Leslie shook her head.
"No," she said dully. "There isn't any hope. Dick will never be better—and even if his memory were to come back—oh, Anne, it would be worse, even worse, than it is now. This is something you can't understand, you happy bride. Anne, did Miss Cornelia ever tell you how I came to marry Dick?"
"I'm glad—I wanted you to know—but I couldn't bring myself to talk of it if you hadn't known. Anne, it seems to me that ever since I was twelve years old life has been bitter. Before that I had a happy childhood. We were very poor—but we didn't mind. Father was so splendid—so clever and loving and sympathetic. We were chums as far back as I can remember. And mother was so sweet. She was very, very beautiful. I look like her, but I am not so beautiful as she was."
"Miss Cornelia says you are far more beautiful."
"She is mistaken—or prejudiced. I think my figure is better—mother was slight and bent by hard work—but she had the face of an angel. I used just to look up at her in worship. We all worshipped her,—father and Kenneth and I."
Anne remembered that Miss Cornelia had given her a very different impression of Leslie's mother. But had not love the truer vision? Still, it was selfish of Rose West to make her daughter marry Dick Moore.
"Kenneth was my brother," went on Leslie. "Oh, I can't tell you how I loved him. And he was cruelly killed. Do you know how?"
"Anne, I saw his little face as the wheel went over him. He fell on his back. Anne—Anne—I can see it now. I shall always see it. Anne, all I ask of heaven is that that recollection shall be blotted out of my memory. O my God!"
"Leslie, don't speak of it. I know the story—don't go into details that only harrow your soul up unavailingly. It will be blotted out."
After a moment's struggle, Leslie regained a measure of self-control.
"Then father's health got worse and he grew despondent—his mind became unbalanced—you've heard all that, too?"

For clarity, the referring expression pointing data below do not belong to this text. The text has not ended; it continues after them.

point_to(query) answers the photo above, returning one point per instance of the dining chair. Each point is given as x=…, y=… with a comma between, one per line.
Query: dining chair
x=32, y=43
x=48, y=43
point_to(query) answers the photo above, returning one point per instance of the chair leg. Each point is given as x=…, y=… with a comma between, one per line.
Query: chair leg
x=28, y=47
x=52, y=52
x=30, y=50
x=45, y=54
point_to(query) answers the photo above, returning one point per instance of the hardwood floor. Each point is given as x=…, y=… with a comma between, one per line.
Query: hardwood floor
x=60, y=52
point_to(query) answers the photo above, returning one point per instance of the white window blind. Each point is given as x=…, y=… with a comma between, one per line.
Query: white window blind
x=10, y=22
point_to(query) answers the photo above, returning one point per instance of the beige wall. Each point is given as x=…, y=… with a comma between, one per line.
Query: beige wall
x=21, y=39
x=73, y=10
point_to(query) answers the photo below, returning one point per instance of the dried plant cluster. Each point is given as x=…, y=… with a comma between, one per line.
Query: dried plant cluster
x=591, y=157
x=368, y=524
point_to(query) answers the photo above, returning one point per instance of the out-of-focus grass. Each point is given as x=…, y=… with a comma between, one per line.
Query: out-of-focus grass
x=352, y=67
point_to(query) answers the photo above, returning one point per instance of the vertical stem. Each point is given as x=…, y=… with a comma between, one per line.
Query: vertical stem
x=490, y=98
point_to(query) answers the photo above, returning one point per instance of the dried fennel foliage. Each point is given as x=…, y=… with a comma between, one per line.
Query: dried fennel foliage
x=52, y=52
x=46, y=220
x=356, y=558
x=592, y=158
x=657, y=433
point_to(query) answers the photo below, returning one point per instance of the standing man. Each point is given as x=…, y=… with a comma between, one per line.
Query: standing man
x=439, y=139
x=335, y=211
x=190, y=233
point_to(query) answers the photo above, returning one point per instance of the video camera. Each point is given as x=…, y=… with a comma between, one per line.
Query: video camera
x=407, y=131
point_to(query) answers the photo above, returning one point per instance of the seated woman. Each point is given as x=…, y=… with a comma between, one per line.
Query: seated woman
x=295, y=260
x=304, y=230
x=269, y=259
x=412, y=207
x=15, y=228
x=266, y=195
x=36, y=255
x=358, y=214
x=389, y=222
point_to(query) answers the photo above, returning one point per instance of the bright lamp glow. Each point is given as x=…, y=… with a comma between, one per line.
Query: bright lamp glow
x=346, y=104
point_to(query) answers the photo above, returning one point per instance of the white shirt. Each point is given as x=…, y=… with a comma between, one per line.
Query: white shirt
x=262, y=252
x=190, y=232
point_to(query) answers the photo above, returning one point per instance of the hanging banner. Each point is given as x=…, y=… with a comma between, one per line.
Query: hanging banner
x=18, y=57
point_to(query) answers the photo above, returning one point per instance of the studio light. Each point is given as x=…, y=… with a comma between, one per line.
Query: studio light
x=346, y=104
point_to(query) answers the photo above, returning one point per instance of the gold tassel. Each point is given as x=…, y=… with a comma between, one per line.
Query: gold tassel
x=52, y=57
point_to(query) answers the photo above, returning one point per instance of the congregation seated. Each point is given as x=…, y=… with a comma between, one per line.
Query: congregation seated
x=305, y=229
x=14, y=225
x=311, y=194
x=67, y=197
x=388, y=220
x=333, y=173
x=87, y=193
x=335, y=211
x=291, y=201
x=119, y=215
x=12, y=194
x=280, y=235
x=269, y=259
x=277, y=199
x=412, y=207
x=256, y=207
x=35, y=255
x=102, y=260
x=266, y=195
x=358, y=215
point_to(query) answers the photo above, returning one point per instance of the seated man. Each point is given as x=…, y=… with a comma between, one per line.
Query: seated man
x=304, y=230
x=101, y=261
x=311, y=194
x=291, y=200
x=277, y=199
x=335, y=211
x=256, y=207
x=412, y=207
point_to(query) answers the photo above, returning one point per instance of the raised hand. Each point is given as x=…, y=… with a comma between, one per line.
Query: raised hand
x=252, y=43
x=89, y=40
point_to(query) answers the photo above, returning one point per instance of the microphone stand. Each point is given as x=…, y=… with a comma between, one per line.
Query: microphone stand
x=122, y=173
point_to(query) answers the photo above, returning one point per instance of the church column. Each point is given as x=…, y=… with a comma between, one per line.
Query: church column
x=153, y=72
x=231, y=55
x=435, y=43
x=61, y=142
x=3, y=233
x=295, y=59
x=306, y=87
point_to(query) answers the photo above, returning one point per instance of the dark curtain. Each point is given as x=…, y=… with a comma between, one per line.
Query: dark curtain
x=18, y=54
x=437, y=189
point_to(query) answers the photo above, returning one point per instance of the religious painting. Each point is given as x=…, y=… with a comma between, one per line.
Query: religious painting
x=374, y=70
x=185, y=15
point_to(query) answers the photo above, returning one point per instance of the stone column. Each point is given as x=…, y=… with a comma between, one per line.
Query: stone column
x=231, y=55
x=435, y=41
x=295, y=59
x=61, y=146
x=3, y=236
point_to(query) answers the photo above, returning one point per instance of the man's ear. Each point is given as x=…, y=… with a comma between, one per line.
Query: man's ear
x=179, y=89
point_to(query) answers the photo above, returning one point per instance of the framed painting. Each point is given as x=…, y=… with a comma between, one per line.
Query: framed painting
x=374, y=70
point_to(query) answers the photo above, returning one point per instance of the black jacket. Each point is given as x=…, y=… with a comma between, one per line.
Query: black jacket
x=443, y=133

"After that I had just mother to live for. But I was very ambitious. I meant to teach and earn my way through college. I meant to climb to the very top—oh, I won't talk of that either. It's no use. You know what happened. I couldn't see my dear little heart-broken mother, who had been such a slave all her life, turned out of her home. Of course, I could have earned enough for us to live on. But mother couldn't leave her home. She had come there as a bride—and she had loved father so—and all her memories were there. Even yet, Anne, when I think that I made her last year happy I'm not sorry for what I did. As for Dick—I didn't hate him when I married him—I just felt for him the indifferent, friendly feeling I had for most of my schoolmates. I knew he drank some—but I had never heard the story of the girl down at the fishing cove. If I had, I couldn't have married him, even for mother's sake. Afterwards—I did hate him—but mother never knew. She died—and then I was alone. I was only seventeen and I was alone. Dick had gone off in the Four Sisters. I hoped he wouldn't be home very much more. The sea had always been in his blood. I had no other hope. Well, Captain Jim brought him home, as you know—and that's all there is to say. You know me now, Anne—the worst of me—the barriers are all down. And you still want to be my friend?"
Anne looked up through the birches, at the white paper-lantern of a half moon drifting downwards to the gulf of sunset. Her face was very sweet.
"I am your friend and you are mine, for always," she said. "Such a friend as I never had before. I have had many dear and beloved friends—but there is a something in you, Leslie, that I never found in anyone else. You have more to offer me in that rich nature of yours, and I have more to give you than I had in my careless girlhood. We are both women—and friends forever."
They clasped hands and smiled at each other through the tears that filled the gray eyes and the blue.